State v. Morrison

ORDER

PER CURIAM.

Defendant appeals from a judgment entered upon a jury verdict finding him guilty of driving while intoxicated in violation of § 577.010 RSMo 1994, and failure to drive within a single lane in violation of § 304.015 RSMo 1994. The court sentenced him to two days in jail and a fine of $200.00 on the D.W.I. count and a fine of $100.00 on the improper lane usage count. Sufficiency of evidence is not in dispute. Defendant raises five points on appeal. The first alleges instructional error; the *868second claims the prosecutor made improper comments at trial concerning (a) Defendant’s failure to testify and (b) his invocation of his right to counsel shortly after his arrest; Defendant’s last three points on appeal all claim, on various asserted grounds, that the court erred in allowing into evidence the Datamaster breathalyzer test results showing Defendant’s blood alcohol content to be .108%.

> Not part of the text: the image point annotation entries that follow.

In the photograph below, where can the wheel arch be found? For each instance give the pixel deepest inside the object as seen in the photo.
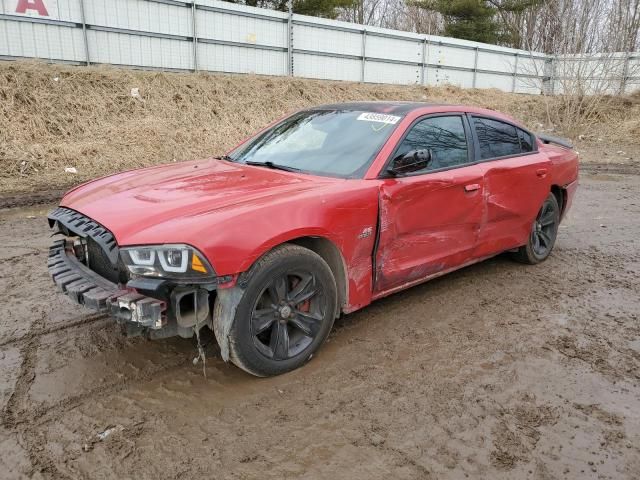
(561, 196)
(331, 254)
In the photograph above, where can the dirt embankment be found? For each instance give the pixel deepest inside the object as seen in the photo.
(101, 120)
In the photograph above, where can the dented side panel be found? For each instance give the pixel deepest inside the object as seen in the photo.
(428, 223)
(514, 190)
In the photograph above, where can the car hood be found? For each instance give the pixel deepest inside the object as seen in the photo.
(131, 202)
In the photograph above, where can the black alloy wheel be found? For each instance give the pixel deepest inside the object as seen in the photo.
(288, 315)
(544, 231)
(287, 309)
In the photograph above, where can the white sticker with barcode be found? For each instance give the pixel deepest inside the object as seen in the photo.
(378, 117)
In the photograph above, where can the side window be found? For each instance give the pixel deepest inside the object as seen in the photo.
(526, 141)
(497, 139)
(443, 136)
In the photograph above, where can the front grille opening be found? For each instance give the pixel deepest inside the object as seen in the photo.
(100, 263)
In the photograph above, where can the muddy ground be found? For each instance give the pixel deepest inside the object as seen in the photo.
(496, 371)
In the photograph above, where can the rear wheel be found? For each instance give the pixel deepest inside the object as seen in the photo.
(543, 234)
(286, 312)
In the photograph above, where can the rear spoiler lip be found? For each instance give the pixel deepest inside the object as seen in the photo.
(563, 142)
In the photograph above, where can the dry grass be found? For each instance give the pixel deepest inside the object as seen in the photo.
(56, 116)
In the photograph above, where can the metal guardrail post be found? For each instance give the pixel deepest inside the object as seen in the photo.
(290, 39)
(625, 73)
(364, 54)
(194, 36)
(423, 65)
(515, 75)
(475, 68)
(84, 33)
(552, 75)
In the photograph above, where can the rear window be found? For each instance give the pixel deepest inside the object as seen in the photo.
(497, 139)
(526, 141)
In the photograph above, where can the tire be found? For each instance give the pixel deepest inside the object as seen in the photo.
(544, 231)
(273, 331)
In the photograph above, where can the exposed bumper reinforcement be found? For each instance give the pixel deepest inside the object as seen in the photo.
(87, 288)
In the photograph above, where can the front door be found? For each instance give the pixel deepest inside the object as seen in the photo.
(430, 219)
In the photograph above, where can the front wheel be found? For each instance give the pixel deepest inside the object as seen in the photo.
(286, 311)
(543, 234)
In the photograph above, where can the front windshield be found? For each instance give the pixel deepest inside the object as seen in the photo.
(334, 143)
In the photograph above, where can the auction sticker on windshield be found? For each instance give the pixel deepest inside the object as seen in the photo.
(379, 117)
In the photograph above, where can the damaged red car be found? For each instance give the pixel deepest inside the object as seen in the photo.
(316, 216)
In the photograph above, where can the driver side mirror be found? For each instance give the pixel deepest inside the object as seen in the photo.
(412, 161)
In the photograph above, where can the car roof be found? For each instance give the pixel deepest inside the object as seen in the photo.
(404, 108)
(379, 107)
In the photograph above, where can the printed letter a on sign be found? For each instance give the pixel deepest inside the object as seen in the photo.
(37, 5)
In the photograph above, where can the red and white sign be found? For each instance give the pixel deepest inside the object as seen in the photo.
(32, 8)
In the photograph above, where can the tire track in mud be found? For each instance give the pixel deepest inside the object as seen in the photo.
(81, 321)
(17, 418)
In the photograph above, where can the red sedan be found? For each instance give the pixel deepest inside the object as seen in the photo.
(317, 215)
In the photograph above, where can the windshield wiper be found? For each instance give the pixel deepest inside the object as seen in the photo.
(272, 165)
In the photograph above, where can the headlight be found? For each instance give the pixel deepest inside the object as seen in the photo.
(167, 261)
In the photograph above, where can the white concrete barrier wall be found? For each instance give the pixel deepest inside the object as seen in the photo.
(217, 36)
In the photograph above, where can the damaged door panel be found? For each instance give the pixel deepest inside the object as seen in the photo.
(428, 223)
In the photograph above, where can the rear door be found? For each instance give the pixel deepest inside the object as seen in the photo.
(430, 219)
(516, 181)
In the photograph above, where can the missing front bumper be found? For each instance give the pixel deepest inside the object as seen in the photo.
(93, 291)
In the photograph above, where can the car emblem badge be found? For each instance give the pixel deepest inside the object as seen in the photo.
(365, 233)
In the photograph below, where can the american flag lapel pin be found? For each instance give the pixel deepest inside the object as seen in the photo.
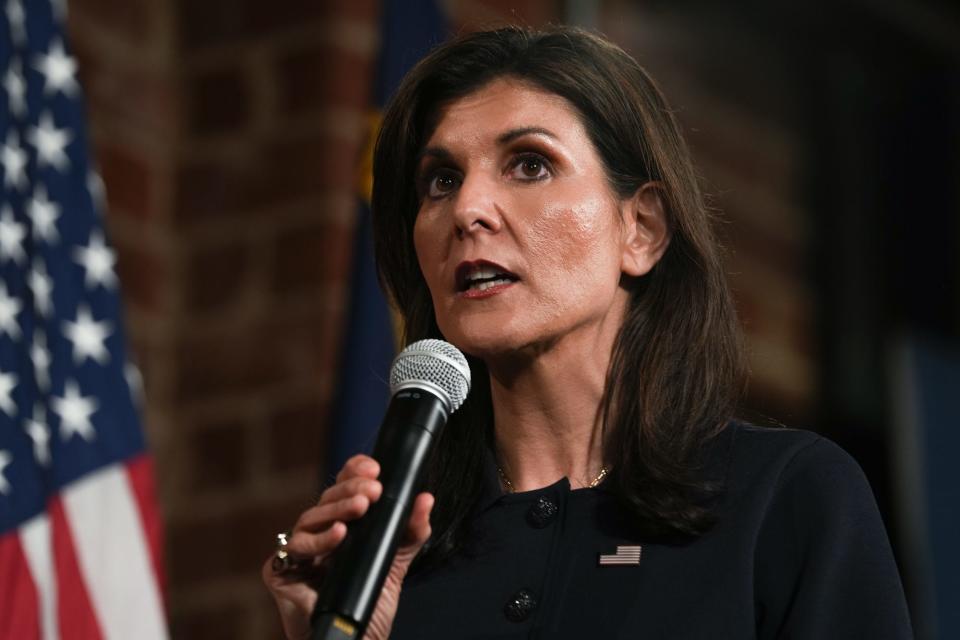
(626, 555)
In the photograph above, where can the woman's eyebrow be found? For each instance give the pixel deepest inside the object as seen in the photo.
(439, 153)
(513, 134)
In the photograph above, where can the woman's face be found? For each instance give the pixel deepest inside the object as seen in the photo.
(519, 236)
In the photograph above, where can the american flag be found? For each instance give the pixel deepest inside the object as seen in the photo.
(79, 529)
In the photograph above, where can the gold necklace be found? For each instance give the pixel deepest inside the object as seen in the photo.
(510, 489)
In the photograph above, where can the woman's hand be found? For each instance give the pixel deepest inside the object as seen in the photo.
(321, 529)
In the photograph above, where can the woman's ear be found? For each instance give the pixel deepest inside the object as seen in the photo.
(646, 231)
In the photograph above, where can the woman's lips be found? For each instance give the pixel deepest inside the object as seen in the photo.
(482, 278)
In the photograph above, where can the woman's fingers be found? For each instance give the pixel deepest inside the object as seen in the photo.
(369, 487)
(316, 519)
(307, 545)
(359, 465)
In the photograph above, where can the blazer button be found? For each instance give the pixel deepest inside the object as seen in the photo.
(520, 606)
(542, 513)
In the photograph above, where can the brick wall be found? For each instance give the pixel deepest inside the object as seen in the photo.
(228, 133)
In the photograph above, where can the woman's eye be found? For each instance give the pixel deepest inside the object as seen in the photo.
(442, 183)
(530, 168)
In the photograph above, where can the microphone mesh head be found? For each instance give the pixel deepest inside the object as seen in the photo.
(437, 366)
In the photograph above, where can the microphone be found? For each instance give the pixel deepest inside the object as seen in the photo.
(429, 380)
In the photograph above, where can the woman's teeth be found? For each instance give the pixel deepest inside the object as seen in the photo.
(486, 284)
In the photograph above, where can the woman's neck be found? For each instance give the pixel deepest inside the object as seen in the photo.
(547, 414)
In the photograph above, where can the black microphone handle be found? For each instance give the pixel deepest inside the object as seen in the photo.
(359, 567)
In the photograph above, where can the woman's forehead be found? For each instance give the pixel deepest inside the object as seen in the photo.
(500, 106)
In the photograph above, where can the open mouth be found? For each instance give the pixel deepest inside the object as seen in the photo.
(480, 276)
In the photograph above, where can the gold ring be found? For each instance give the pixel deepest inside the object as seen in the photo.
(282, 560)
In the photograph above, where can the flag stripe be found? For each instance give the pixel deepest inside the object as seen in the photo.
(88, 566)
(18, 594)
(76, 616)
(112, 551)
(140, 472)
(35, 538)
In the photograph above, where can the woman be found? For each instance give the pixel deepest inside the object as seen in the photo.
(536, 206)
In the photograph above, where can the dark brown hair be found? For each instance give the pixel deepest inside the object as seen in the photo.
(676, 370)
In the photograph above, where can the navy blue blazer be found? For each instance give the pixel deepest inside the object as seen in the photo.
(798, 552)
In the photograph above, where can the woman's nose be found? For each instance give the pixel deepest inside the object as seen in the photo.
(476, 207)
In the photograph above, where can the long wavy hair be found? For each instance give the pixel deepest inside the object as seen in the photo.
(676, 370)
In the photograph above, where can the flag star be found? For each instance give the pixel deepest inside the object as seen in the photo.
(8, 382)
(13, 157)
(87, 336)
(59, 70)
(39, 432)
(12, 234)
(41, 284)
(40, 356)
(98, 260)
(5, 460)
(59, 9)
(9, 308)
(16, 87)
(43, 213)
(17, 20)
(50, 143)
(75, 410)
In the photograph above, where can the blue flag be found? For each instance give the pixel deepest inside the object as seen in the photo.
(409, 30)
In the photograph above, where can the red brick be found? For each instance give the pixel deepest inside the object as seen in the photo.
(227, 365)
(229, 544)
(218, 101)
(130, 19)
(216, 22)
(220, 456)
(143, 276)
(308, 257)
(227, 621)
(216, 276)
(321, 77)
(270, 174)
(144, 97)
(303, 424)
(128, 178)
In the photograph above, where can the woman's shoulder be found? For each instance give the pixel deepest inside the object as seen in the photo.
(773, 459)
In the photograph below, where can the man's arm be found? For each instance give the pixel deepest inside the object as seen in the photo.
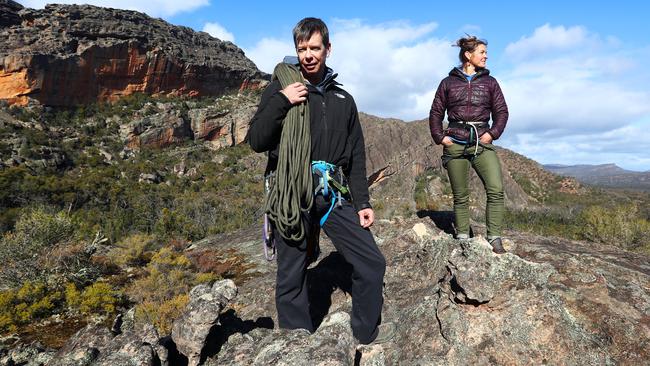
(358, 180)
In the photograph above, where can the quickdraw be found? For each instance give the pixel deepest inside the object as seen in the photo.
(328, 187)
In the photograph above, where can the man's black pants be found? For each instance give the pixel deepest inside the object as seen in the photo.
(359, 249)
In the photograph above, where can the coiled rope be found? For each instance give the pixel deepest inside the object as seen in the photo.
(291, 189)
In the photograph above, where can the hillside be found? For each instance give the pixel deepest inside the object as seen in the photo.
(604, 175)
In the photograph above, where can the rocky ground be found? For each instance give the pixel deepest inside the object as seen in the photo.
(547, 301)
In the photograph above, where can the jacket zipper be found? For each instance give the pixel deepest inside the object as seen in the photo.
(469, 96)
(324, 114)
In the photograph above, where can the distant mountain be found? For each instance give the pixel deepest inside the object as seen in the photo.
(607, 175)
(66, 55)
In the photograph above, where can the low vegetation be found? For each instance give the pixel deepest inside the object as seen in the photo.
(90, 237)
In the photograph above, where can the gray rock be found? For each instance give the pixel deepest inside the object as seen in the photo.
(190, 331)
(332, 344)
(27, 355)
(9, 13)
(457, 303)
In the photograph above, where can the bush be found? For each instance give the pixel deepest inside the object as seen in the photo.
(162, 294)
(162, 314)
(30, 302)
(619, 225)
(99, 298)
(135, 250)
(21, 251)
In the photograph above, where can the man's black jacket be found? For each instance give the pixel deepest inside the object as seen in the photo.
(336, 135)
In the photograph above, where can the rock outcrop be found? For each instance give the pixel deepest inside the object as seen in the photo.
(220, 127)
(547, 301)
(190, 331)
(9, 13)
(66, 55)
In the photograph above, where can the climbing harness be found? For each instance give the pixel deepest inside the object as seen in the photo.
(472, 141)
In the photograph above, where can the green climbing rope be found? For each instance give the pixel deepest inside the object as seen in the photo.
(291, 189)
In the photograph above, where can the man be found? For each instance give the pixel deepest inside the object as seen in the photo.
(336, 138)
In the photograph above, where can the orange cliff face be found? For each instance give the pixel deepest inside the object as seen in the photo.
(66, 55)
(104, 74)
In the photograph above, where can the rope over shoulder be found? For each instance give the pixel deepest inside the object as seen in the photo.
(291, 192)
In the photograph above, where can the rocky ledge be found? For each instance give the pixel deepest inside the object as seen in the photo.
(65, 55)
(545, 302)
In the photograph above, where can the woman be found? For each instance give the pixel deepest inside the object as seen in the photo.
(470, 96)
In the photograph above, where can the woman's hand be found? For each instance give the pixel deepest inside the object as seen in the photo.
(486, 138)
(296, 93)
(447, 141)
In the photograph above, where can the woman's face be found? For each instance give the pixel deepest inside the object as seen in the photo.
(478, 58)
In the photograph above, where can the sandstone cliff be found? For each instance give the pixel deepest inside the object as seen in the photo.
(66, 55)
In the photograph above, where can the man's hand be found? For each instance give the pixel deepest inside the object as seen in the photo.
(366, 217)
(296, 93)
(486, 138)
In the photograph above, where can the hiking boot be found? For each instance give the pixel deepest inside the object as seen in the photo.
(497, 246)
(385, 332)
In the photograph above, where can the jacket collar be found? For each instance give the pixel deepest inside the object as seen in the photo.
(328, 78)
(459, 73)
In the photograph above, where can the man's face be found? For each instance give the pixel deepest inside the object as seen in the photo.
(312, 54)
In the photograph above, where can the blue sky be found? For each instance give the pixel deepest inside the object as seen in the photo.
(574, 73)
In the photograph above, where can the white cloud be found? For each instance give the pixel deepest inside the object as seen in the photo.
(576, 98)
(391, 69)
(548, 39)
(623, 146)
(154, 8)
(218, 31)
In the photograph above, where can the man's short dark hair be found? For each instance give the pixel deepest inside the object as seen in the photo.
(307, 27)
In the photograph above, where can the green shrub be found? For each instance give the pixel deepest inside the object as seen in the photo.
(134, 250)
(22, 251)
(99, 298)
(31, 301)
(162, 314)
(162, 294)
(619, 225)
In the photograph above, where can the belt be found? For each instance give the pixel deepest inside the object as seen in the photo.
(468, 124)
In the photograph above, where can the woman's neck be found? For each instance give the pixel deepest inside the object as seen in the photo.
(469, 69)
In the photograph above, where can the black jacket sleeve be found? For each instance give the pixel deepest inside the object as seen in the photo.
(266, 126)
(357, 166)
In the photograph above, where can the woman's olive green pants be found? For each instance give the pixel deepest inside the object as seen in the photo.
(457, 160)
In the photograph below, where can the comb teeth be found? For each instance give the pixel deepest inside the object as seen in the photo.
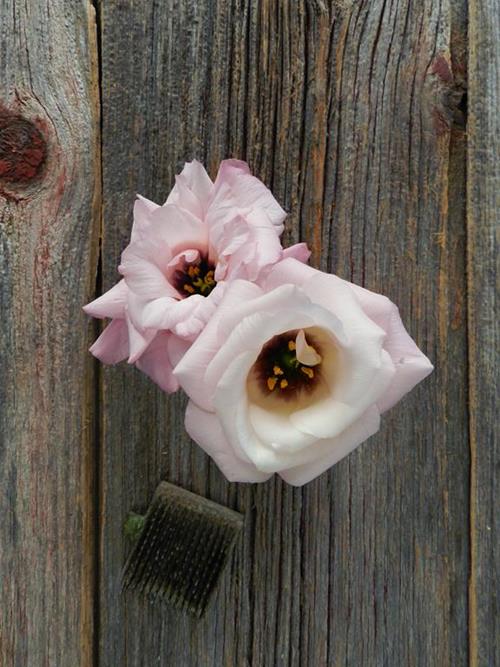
(182, 549)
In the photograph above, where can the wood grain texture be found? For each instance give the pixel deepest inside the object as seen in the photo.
(348, 111)
(49, 192)
(483, 199)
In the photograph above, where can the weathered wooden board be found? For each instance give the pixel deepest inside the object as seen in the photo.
(350, 112)
(483, 218)
(49, 197)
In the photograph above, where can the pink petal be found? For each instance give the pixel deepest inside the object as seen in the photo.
(140, 268)
(155, 362)
(299, 251)
(235, 183)
(411, 365)
(193, 189)
(110, 304)
(112, 345)
(190, 371)
(205, 429)
(138, 340)
(343, 444)
(142, 217)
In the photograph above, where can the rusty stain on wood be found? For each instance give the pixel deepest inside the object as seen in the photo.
(354, 114)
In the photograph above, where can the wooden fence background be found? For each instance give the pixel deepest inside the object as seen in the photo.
(355, 113)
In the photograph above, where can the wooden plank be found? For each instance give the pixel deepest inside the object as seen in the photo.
(346, 110)
(49, 211)
(483, 206)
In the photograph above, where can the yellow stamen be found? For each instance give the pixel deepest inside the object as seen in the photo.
(271, 383)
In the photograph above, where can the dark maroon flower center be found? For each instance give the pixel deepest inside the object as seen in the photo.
(278, 370)
(195, 278)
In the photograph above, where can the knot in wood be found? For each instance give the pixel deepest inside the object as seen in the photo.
(23, 149)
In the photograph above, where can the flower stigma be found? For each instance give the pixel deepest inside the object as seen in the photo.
(289, 363)
(195, 278)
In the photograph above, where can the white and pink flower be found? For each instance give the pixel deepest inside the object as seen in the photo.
(290, 377)
(288, 369)
(179, 261)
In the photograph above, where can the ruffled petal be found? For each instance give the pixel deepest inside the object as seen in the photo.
(190, 370)
(205, 429)
(112, 345)
(235, 183)
(411, 365)
(336, 449)
(110, 304)
(156, 363)
(193, 189)
(299, 251)
(138, 340)
(142, 217)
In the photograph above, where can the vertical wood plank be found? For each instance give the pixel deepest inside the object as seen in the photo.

We have reviewed the briefs of the parties and the record on appeal. With the sole exception of the alleged improper remarks concerning Defendant’s failure to testify, none of Defendant’s claims of error has been preserved for review.1 These claims are therefore reviewable, if at all, only for plain error. No error of law appears as to any of these unpreserved claims, plain or otherwise.

With respect to the issue of the prosecutor’s alleged improper comments during closing argument concerning Defendant’s failure to testify, it is clear from the record that these remarks amounted to no more than the prosecutor pointing out to the jury that Defendant had offered no evidence at all regarding certain elements of the charged offense, and that the State’s evidence as to those elements was uncon-troverted. It is permissible for a prosecutor to refer during closing argument to uncontroverted evidence, and this in and of itself does not constitute an improper comment on a defendant’s failure to testify. State v. Hollinshed, 764 S.W.2d 171, 172 (Mo.App. E.D.1989).

An extended written opinion would serve no jurisprudential purpose. The judgment is affirmed pursuant to Rule 30.25(b).

. Defendant’s brief consistently fails to acknowledge that certain of his claims have not been preserved for appellate review, and discusses them as if they had been preserved. With respect to the claim of instructional error, for example, this claim was not preserved, and in fact has been waived, because Defendant did not object at trial to the supposedly erroneous instructions on any of the several grounds now asserted in his appeal. Rule 28.03; State v. Martindale, 945 S.W.2d 669, 673 (Mo.App. E.D.1997).